De la amenaza al botín electoral: paradojas del debate sobre el voto extranjero
Este escenario no es común en el mundo. Solo cuatro países además de Chile –Uruguay, Ecuador, Malawi y Nueva Zelanda– permiten el voto de personas extranjeras en todas las elecciones, incluidas las presidenciales.
El debate inicial sobre las multas a quienes no emitan su sufragio ha abierto una discusión mayor: ¿deben las personas extranjeras residentes votar en las elecciones presidenciales? En tiempos donde el padrón se vuelve clave para los resultados electorales, la pregunta no es técnica, sino política.
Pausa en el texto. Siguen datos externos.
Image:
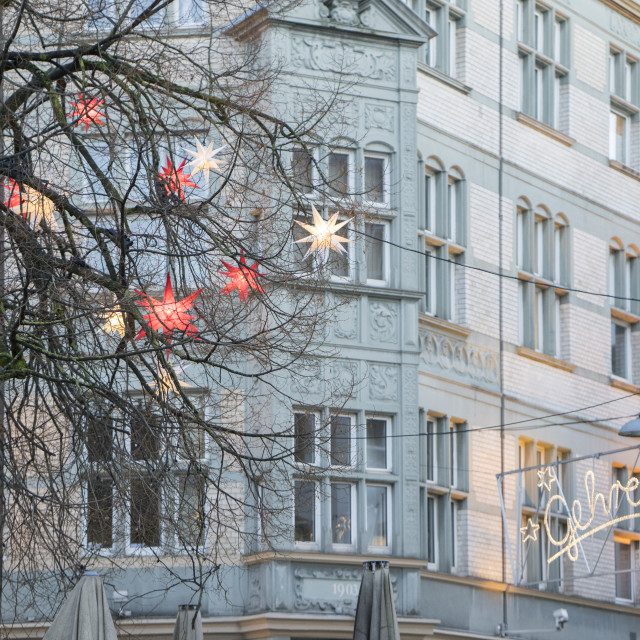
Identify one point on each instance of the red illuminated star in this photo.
(243, 278)
(168, 315)
(87, 112)
(173, 179)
Como en muchos otros debates recientes, los argumentos parecen estar cargados de contradicciones y polaridades.
Hasta hace poco, sectores que sostenían que la migración “satura los servicios sociales” y “desborda al Estado” hoy se muestran como fervientes partidarios de que esas mismas personas voten. ¿No era que no querían que se quedaran? ¿Que ponían en riesgo la chilenidad? ¿Que no querían integrarse? Ahora parece que el problema no es que vivan en Chile, sino que participen políticamente. Esto es, por lo menos, paradójico y es necesario revisar.
Para comenzar, lo primero es aclarar el marco legal vigente. En Chile, las personas extranjeras con al menos cinco años de residencia legal pueden votar en elecciones municipales y de consejeros regionales. Este derecho ya está consagrado y se ejerce regularmente. El giro actual del debate tiene que ver con el efecto de la obligatoriedad del voto –vigente desde el plebiscito constitucional de 2022– que también aplica a quienes, cumpliendo con los requisitos legales, están incorporados al padrón. Y con ello, la proyección de que podrían participar en la elección presidencial de 2025.
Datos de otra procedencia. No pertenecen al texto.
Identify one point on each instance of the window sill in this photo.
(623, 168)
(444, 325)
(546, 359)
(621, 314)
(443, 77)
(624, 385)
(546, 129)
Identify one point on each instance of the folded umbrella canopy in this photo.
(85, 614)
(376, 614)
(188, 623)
Este escenario no es común en el mundo. Solo cuatro países además de Chile –Uruguay, Ecuador, Malawi y Nueva Zelanda– permiten el voto de personas extranjeras en todas las elecciones, incluidas las presidenciales. Sin embargo, hay una diferencia sustantiva: en esos países, los extranjeros deben inscribirse en el padrón. En Chile, el sistema es automático al cumplir cinco años de residencia. Esto convierte al caso chileno en una excepción mundial, y por eso no es extraño que la situación haya generado controversia.
Ahora bien, el debate no puede cerrarse en una lógica binaria. La pregunta no es solo si corresponde o no que personas extranjeras voten, sino en qué condiciones. Y aquí entra en juego un principio clave: el arraigo. Quienes residen de manera estable, trabajan, pagan impuestos, participan de la vida comunitaria y están sujetos a las leyes del país, deben poder incidir en las decisiones colectivas. Así lo entienden muchas democracias que permiten votar a extranjeros en elecciones locales.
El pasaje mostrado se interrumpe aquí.